A survey published just last week revealed that more than half of UK graduates are working in a job they believe does not require a degree.
The UK Graduate Employment Survey by the Accenture Strategy polled 1,000 students who are graduating this year and another 1,000 who graduated in 2013 and 2014.
Interestingly, the class of 2015 are more optimistic, 77% saying they feel their university education and experience has prepared them well for entering the working world.
60% of the 2013/14 group claimed they were underemployed.
The question whirling around my head when I read about these statistics is what actually constitutes as ‘using your degree’? If we are to base this simply on discipline, ‘I studied French therefore; I should be working in an environment where I speak French daily’, I think we are unfairly discounting a whole host of other skills that university fosters in young people. Independence, communicating, meeting and working with new people, experiencing unfamiliar situations; these are all skills that students develop at university, all of which have a very practical application in the world of work.

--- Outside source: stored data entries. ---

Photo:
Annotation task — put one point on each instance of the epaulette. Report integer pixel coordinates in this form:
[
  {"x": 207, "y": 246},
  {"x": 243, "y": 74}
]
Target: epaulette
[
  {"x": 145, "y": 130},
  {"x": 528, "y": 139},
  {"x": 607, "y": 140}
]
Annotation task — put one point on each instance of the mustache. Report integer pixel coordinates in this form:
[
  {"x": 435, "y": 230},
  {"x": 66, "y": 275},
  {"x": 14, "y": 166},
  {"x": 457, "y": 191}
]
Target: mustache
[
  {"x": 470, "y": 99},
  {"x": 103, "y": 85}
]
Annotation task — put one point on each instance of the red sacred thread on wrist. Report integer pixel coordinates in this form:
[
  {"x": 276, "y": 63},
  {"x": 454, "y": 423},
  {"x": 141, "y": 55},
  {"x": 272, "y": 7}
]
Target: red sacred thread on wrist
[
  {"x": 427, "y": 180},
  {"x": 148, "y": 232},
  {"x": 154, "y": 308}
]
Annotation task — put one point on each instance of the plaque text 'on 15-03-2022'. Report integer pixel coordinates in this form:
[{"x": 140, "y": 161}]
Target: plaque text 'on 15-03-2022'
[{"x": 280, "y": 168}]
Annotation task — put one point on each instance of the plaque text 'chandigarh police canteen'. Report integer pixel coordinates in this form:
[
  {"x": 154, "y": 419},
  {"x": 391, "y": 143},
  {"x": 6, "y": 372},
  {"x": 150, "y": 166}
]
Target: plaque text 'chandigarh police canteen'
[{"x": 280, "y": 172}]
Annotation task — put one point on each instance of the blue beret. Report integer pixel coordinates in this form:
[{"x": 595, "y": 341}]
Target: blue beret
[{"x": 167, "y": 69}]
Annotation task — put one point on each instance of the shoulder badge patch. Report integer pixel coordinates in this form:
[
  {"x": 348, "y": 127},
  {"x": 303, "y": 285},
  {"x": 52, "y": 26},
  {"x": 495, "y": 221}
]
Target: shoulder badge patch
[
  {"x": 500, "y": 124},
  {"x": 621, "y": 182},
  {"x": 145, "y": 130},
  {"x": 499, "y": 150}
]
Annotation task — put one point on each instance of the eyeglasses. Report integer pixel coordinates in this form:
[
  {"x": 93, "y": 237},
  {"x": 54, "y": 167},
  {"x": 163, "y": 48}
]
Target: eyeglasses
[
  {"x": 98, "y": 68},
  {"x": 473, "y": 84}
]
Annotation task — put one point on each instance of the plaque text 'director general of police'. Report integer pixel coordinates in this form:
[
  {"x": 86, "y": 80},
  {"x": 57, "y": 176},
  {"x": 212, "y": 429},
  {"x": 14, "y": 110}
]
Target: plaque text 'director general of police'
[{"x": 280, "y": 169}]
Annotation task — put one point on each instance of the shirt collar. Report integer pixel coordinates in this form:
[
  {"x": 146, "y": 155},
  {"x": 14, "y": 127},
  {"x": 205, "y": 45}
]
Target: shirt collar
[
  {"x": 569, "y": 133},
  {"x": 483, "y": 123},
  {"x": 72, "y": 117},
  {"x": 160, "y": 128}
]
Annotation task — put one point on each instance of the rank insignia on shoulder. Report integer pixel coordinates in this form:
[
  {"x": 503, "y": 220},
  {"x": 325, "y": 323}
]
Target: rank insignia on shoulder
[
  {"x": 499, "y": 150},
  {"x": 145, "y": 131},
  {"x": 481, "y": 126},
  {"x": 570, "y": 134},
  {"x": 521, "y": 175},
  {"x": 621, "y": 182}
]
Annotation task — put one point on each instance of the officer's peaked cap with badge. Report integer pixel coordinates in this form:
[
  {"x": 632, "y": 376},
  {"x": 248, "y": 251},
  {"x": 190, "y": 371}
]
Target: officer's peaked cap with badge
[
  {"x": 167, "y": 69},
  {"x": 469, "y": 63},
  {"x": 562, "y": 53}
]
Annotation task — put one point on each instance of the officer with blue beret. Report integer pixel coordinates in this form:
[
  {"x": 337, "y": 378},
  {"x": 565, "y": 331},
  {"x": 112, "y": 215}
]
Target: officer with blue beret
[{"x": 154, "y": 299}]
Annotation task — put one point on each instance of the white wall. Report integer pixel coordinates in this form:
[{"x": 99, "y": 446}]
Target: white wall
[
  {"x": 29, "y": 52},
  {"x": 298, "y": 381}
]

Whilst graduates may not walk out of university and land their dream role, I imagine each and every one will be applying at least one or two valuable soft skills in their jobs, which they have gained through all the peripheral experiences that come with completing a degree.
Back to the stats
The difference in opinion between these graduating classes is particularly interesting in light of the recent findings by High Fliers, which revealed that a record number of graduates have secured their graduate jobs before finishing their final year exams this year.
This year’s graduating class are the first to have paid the increased tuition fee rate, and it seems the hiked up investment has motivated graduates to give themselves every chance of getting into the world of work straight away. As a result, the statistics suggest that 2015 graduates are leaving university feeling focused, optimistic and ready for business.
Will this optimistic outlook mean graduates will demand more of employers? This may well be the case. Having invested such a huge amount in their education, graduates may have an even higher expectation than we have seen in the past, to be fast tracked in their careers and to have all the training and development tools they need at their fingertips.
Perhaps we will see a return to frequent job-hopping due to confidence in the market and therefore more opportunities and higher salaries enticing young people to move ship?
Whilst we cannot tell for sure that this will become reality, these are certainly risks to be considering now so that employers can ensure their retention rates do not plummet. This only heightens the importance of ‘putting the graduate’s needs first’ in terms of development, progression, accountability and flexibility.
Ms Vasudeva, the Managing Director of Accenture Strategy, has here summarised a stark reality: “Employers who fail to create career development programs and a clear path for advancement are missing a tremendous opportunity to attract and retain top talent.”